The Anne Arundel County Public Schools (AACPS) Facebook page has, in the last year, become the standard battleground during every weather event between teachers and staff, who want schools to close and parents, who are pushing to keep them open. Although tempers frequently flare and civility is the first casualty in the battle, some valid points on both sides of the perpetual argument can be gleaned. But there is one issue, in particular that has been a problem for a long time and is a serious safety threat, not only to students, but to residents of the city and county, as well. And that is sidewalks that are left unshoveled by businesses and residents after a storm.
City and county law clearly states that businesses and residents who own property adjacent to sidewalks in the right-of-way are responsible for keeping them clear of snow and ice. But in reality, a large proportion of businesses do not do so, and the fines, even if they were to be levied, are laughably insignificant–hardly a motivating factor to keeping their sidewalk clear. The city and county do not enforce a weak law and, as a result, sidewalks are left in a critically unsafe condition for days or, sometimes, weeks at a time.
Take Forest Drive, for example, which is the most heavily-trafficked traffic corridor in the city. As of last Friday, six days after the blizzard, between half and three-quarters of the sidewalks on either side are buried under at least a foot of uneven snow and ice which, despite the warmer temperatures, will not be melting any time soon. The businesses on either side of Annapolis Middle School have not shoveled their sidewalks, nor have those across the street. The assisted living facility across from Hillsmere Elementary has not shoveled their sidewalks although, to be fair, the county has not shoveled the sidewalks adjacent to PAL Park, which is across from the school. Eastport Elementary is surrounded by businesses who have not shoveled their sidewalks. A parochial school and church, mid-corridor, has not shoveled their sidewalks. You cannot watch the kids from Robinwood or mothers with small kids, carrying bags of groceries, while stumbling over uneven mountains of snow without getting angry at a broken system.
The blizzard dropped between fourteen and nineteen inches on Annapolis by Saturday night. Forest Drive was completely plowed, curb-to-curb by Tuesday afternoon. So, assuming that businesses would argue that cleared sidewalks would be covered over again by plows, that would still give them almost three days to clear their sidewalks before schools were scheduled to restart on Friday. That didn’t happen. Almost a week later, those sidewalks are not cleared and probably will not be until the snow melts. Amongst debate, AACPS closed schools on Friday, despite the vast majority of roads in the county having been cleared. Since AACPS is not specific as to why they make these decisions and speak only in vague terms, we have to make some assumptions. So assuming that the comments on the AACPS page have some grain of truth (although there are some significant exaggerations on both sides as to conditions) the most-frequently cited argument was that sidewalks were not cleared. And that was true. Businesses, property management companies, residents, and even the County and City, failed to shovel sidewalks which left them in miserable condition. And this is the norm every storm.

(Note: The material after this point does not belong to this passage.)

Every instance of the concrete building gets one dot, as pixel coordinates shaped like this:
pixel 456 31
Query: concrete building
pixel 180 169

Marylanders, in general, are not known for their ability to handle snow. In fact, schools and city government are shut down for minor dustings. That probably won’t change. We are not a snow people. But the sidewalk situation is serious for a couple of reasons. First and foremost, it is a safety issue. But, and this may make people squirm, it is not taken seriously because a disproportionate number of school walkers in Annapolis are from public housing or Latino neighborhoods, and those areas don’t tend to be priorities. But, in a leap of logic, one could argue that if it weren’t for businesses not shoveling their sidewalks, we would not have to use as many snow days. In fact, you could argue that two of the last three snow days used were because sidewalks were unshoveled, because the county did an extraordinary job, for the most part, in clearing the streets. So the cancellations were, in large part, because of sidewalks. And now the genie is out of the bottle when it comes to making decisions as to closing schools. The new litmus test as to whether schools are opened or closed will come down to sidewalks. And if the businesses continue to ignore the law, we will continue to burn snow days.
It is the responsibility of the city and the county to make sure that sidewalks are clear. Period. That’s not to say that they have to do it, but they DO have to make sure it is done by enforcing the law. They do this all the time already; the Health Department, for example, ensures, through inspections, that food purveyors follow the law to ensure the safety of the taxpayers. Why can this not be done when it comes to sidewalks? Aggressively patrol after a snowfall to ensure that businesses and residents are following the law. Increase the fine. Significantly. A $25 fine is not an incentive to clean up. How about $500? A child being killed after sliding off a snow pile while walking to Annapolis Middle School is certainly worth more than twenty-five bucks. If we were as enthusiastic about monitoring the safety of children as we are scrutinizing the materials used in rebuilding porches in historic downtown, our kids might be a little safer after a snowfall.